Why you should Attend
Gallup organizations data shows that up to 70% of most change efforts fail to produce the desired outcomes. Part of this is our tendency to overpromise what any specific change/transformation effort will produce. The other reason is leadership's failure to understand that people's challenges around "change" are more emotional, than rational, yet we keep taking a primarily analytical approach to our change efforts.
This workshop will show how the role of empathy (not sympathy) is the most important skill and choice to be made when helping others cope with change.

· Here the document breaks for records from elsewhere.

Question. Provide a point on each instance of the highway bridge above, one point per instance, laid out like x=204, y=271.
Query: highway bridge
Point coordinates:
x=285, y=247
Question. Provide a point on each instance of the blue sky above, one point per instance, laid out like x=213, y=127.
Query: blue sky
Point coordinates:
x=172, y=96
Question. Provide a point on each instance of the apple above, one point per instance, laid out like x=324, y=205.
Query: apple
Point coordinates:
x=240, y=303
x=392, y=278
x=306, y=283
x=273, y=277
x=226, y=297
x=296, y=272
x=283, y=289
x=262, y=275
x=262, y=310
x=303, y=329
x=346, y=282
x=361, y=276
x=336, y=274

Areas Covered in the Session
- The change curve phases
- Responding to emotions as well as facts when listening
- Conversations that invite skepticism to be discussed in the open
- How demonstrating empathy can make leaders feel vulnerable
Who Will Benefit
Rich McLaughlin Rich has been an observer and practitioner of innovation and employee engagement processes for over 20 years. He has over 13,000 hours designing and facilitating leadership and interpersonal skills workshops, and innovation explorations with teams to help them jump start their change and innovation efforts.
He has helped teams as small as 8 and departments as large as 100 learn how to blend external developments (to understand where customer needs are moving) with internal employee engagement processes (to show how to stimulate internal experiments and capitalize on those opportunities). Rich also enjoys helping leaders grow by focusing more on people skills and less on technical ones. He brings an experiential approach in his work with client teams. His client’s value the engaging way he works with their people whether facilitating a leadership workshop, working with a specific team, or challenging employees to be more accountable for the whole.
Rich spent time learning about instructional design and change management at Accenture, helped Square D Company develop and implement their TQM programs and processes and developed the leadership curriculum and internal consulting practice at Baxter Healthcare during his time as an internal OD practitioner. The last 8 years of his practice he has been following the intersection of Innovation and Design Thinking.
Rich received his M.A. in Training and Development for Business from Ohio State University, and has been consulting faculty for the University of Notre Dame’s College of Business since 2000. He is author of, Rules of Engagement: A Story About How Leaders Can More Effectively Engage Employees. And he co-authored Tapping Team Intelligence: Exercises that connect team members, engage their creativity and foster collaboration.